Several traditional vascular risk factors are associated with proinflammatory alterations, including leukocyte activation, and predispose cerebral vasculature to thrombogenesis on inflammatory stimulation. Furthermore, accumulation of inflammatory cells, mainly monocytes/macrophages, within the vascular wall starts early during atherogenesis. During later disease stages, their activation can lead to plaque rupture and thrombus formation, increasing stroke risk. Chronic infections (eg, infection with Chlamydia pneumoniae or Helicobacter pylori) were found to increase the risk of stroke.

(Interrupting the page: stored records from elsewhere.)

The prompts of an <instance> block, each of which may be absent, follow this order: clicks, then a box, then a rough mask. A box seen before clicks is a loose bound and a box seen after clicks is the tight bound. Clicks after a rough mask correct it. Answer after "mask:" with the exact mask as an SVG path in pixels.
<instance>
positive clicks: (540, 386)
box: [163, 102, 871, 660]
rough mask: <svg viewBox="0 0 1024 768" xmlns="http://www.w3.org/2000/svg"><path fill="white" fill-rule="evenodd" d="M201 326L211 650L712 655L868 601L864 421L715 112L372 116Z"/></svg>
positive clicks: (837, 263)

In case-control studies, acute infection within the preceding week was a trigger factor for ischemic stroke. Acute and exacerbating chronic infection may act by activating coagulation and chronic infections and may contribute to atherogenesis.

The endothelium, the single layer of cells on the luminal surface of an artery, is a metabolically active interface between blood and tissue that modulates blood flow and nutrient delivery as well as regulating blood coagulation and thrombosis.4 The endothelium is also responsible for synthesis of the major vasodilators nitric oxide (NO), prostaglandins, and endothelium-derived hyperpolarizing factor (EDHF). NO, which is synthesized from L-arginine by the enzyme eNOS (endothelial NO synthase), is important not only for its vasodilator effects but also for its role in the inhibition of smooth muscle cell growth and proliferation, limiting of inflammation, and reduction of platelet aggregation. NO protects against ischemic stroke by increasing collateral flow to ischemic areas of the brain.5 Damage to the endothelium—whether gross denudation, disturbances in shear stresses, or the formation of atherosclerotic plaque—significantly impairs the dilatory and inhibitory functions. The increased activation of both endothelial and vascular cell nuclear factor and activator protein regulates the expression of genes that participate in atherogenic processes. Leukocyte-cell adhesion molecules form on the endothelium, and leukocyteattracting chemokines are produced.4 Ultimately, production of the potent vasoconstrictors ET-1 and angiotensin II, along with vasoconstrictor prostanoids, reduces the arterial lumen and leads to even greater complications in a lumen already constricted with arterial plaque.